Earlier this week, Facebook opened a new 120,000 sq-foot EMEA headquarters at Grand Canal Square in Dublin where it employs some 500 people who represent 50 nationalities. The company first established its Dublin operations in 2009 in the area now known locally as Silicon Docks.
Some 1.3bn people across the planet use the social network. Of those, 80pc access the site via mobile devices.
While most people know Facebook as a social network, the company is really at the coalface of major leaps forward in terms of enterprise computing and data-centre technologies.
Three years ago, Facebook started the Open Compute Project (OCF) with the goal of building one of the most efficient computing infrastructures at the lowest possible cost.
As a result, the company has saved US$1.3bn by focusing on efficient designs and using open-source technologies.

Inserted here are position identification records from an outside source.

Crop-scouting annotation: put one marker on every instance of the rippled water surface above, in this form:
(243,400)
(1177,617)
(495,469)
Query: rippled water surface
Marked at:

Can you outline the breadth and scope of the technology rollout across your organisation and what improvements it will bring to the company?
As director of data centre operations for Europe and the eastern half of the US, I don’t get involved in pure business IT-related projects as much as a CIO would. I would be more aligned on production and infrastructure and delivering product to end user at meta scale really, rather being internally focused as a lot of CIOs would be.
Do you have a large in-house IT team, or do you look to strategically outsource where possible?
The Dublin office has a considerable engineering group, about a fifth of the office are actually technical engineers of one description or another and it varies. That’s more than 100 people.
It varies across disciplines ranging from security and privacy to things such as the developer support engineering team who support all of the 300,000-plus third-party developers, including players such as King.com and Zynga, who develop apps on Facebook as a platform, to things like IT support for the business and analytics.
The biggest group by a distance is infrastructure engineering and that is based in Dublin and what we specialise in is delivering the content from people who use Facebook every day on their desktops or mobiles, and how that information travels from those devices across our network to the data centres where the process and information is stored and back to them. Every time they use Facebook.
We look after everything from the network infrastructure, rolling out network capacity in cities and countries in locations closer to those people to give them better performance through to managing the actual data centres themselves in terms of operating the data centres.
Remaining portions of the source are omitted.